TL;DR

0x00 Prologue

I am not familiar with linux kernel so it’s hard to tell the size of a structure when playing the challenges. Some of the structures would have different sizes in different versions. It’s painful to remember all of them. Thus, I decided to compile a kernel module to print the size of the structs when it’s needed.

To compile a kernel module and run it on a specific linux kernel, we need:

I generate this cheatsheet according to CTF-Wiki

0x01 Compile Linux Kernel

First, we should know the kernel version we want to compile. Normally, we can just run the challenge and run uname -a to get the kernel version and go to this website to download the same version of the kernel.

wget https://mirrors.edge.kernel.org/pub/linux/kernel/v5.x/linux-5.14.16.tar.gz
tar xvf ./linux-5.14.16.tar.gz
cd linux-5.14.16/
make menuconfig
make -j`nproc`

Then, we need to config it and compile it with the above commands. To make compiling faster, I only selected “Enable loadable module support”.

(Optional) If you want to debug the kernel with symbols you can also select “Kernel Hacking -> Compile-time checks and compiler options -> Compile the kernel with debug info”

After compiling the kernel, you can find the bzimage file at arch/x86/boot/bzImage.

0x02 Compile Debug Kernel Module

To compile a kernel module, we need the source code of the module and the make file as follows.

The template of kernel module source code(n132.c):

#include <linux/init.h>
#include <linux/module.h>
#include <linux/kernel.h>
#include <linux/msg.h>
MODULE_LICENSE("Dual BSD/GPL");
static int ko_n132_init(void)
{
    struct msg_msg p;
    printk("n132>\n%d\n",sizeof(p));
    return 0;
}
static void ko_n132_exit(void)
{
    printk("Bye Bye~\n");
}
module_init(ko_n132_init);
module_exit(ko_n132_exit);

Makefile:

obj-m += ko_n132.o

KDIR =/root/KCP/linux-5.14.16/
all:
        $(MAKE) -C $(KDIR) M=$(PWD) modules
clean:
        rm -rf *.o *.ko *.mod.* *.symvers *.order

After executing make, you’ll get the kernel module ko_n132.ko.

0x03 Build FileSystem

To build a file system, we need to config and compile busybox by following commands. Also, if you don’t want to prepare shared libraries, you can select Settings-> Build Options-> Build static binary (no shared libs)

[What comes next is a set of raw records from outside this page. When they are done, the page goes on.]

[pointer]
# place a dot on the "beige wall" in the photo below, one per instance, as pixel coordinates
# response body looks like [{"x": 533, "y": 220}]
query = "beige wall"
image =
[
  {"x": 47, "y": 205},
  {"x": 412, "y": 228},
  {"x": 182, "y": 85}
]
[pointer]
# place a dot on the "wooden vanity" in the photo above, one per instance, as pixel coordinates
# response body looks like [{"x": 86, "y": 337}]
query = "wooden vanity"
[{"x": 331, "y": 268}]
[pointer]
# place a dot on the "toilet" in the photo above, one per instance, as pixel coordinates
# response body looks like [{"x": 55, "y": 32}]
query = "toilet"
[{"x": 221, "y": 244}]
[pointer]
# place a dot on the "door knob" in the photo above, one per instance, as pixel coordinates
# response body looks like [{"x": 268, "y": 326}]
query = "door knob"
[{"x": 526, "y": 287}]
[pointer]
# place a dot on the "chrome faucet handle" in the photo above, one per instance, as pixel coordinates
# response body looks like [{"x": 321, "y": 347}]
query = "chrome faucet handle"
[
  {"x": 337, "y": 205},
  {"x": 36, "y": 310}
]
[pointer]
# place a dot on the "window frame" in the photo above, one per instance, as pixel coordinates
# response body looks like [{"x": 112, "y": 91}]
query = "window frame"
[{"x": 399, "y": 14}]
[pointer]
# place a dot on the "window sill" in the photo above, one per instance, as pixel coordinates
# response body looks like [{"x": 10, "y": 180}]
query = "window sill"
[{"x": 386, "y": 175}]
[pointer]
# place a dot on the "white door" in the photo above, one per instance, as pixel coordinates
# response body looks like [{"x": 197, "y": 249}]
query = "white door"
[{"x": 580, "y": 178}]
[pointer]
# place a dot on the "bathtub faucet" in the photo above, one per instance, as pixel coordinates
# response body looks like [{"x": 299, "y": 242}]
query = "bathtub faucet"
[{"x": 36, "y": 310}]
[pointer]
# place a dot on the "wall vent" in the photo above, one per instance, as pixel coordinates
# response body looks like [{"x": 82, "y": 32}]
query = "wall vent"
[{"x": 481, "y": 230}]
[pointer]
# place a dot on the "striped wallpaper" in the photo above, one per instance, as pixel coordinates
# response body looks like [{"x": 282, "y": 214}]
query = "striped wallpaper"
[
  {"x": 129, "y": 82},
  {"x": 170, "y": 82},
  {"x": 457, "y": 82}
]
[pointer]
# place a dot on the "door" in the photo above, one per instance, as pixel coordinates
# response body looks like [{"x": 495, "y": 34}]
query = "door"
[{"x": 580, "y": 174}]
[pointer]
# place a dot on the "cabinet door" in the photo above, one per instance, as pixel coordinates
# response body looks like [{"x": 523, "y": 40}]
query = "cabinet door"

wget wget https://busybox.net/downloads/busybox-1.32.1.tar.bz2
tar xvf ./busybox-1.32.1.tar.bz2
cd busybox-1.32.1
make menuconfig
make -j`nproc`
make install
cd _install
mkdir -p proc sys dev etc
touch init
chmod +x init

The following script is a template for /init file.

#!/bin/sh
echo "[---------------[n132]---------------]"
mkdir /tmp
mount -t proc none /proc
mount -t sysfs none /sys
mount -t devtmpfs none /dev
mount -t debugfs none /sys/kernel/debug
mount -t tmpfs none /tmp
echo -e "Boot took $(cut -d' ' -f1 /proc/uptime) seconds"
setsid /bin/cttyhack setuidgid 0 /bin/sh
poweroff -f

Then, we can move the kernel module we compiled to the file system and pack it with cpio:

find . | cpio -o --format=newc > ../rootfs.cpio

0x03 Qemu Script

Run the following template you’ll get a shell of your compiled linux kernel.

qemu-system-x86_64 \
  -m 2G \
  -initrd  ./rootfs.cpio \
  -kernel ./bzImage -nographic \
  -monitor /dev/null -s \
  -append "kpti=1 +smep +smap nokaslr root=/dev/ram rw console=ttyS0 oops=panic panic=0 init=/init quiet"

After getting the shell, you can run /sbin/insmod ko_n132.ko && dmesg to check the size of struct msg_msg.

0x04 pahole

I got a tool to get all the structures’ size while reading other’s article: https://manpages.ubuntu.com/manpages/impish/man1/pahole.1.html.

You can install and use it by

apt install pahole
pahole < bzImage > SS

By default, it’s shows x64 version of result and you can also set --header elf32_hdr to get the result of x32 version.

0x03 Epilogue

This is a cheat sheet for kernel module compilation.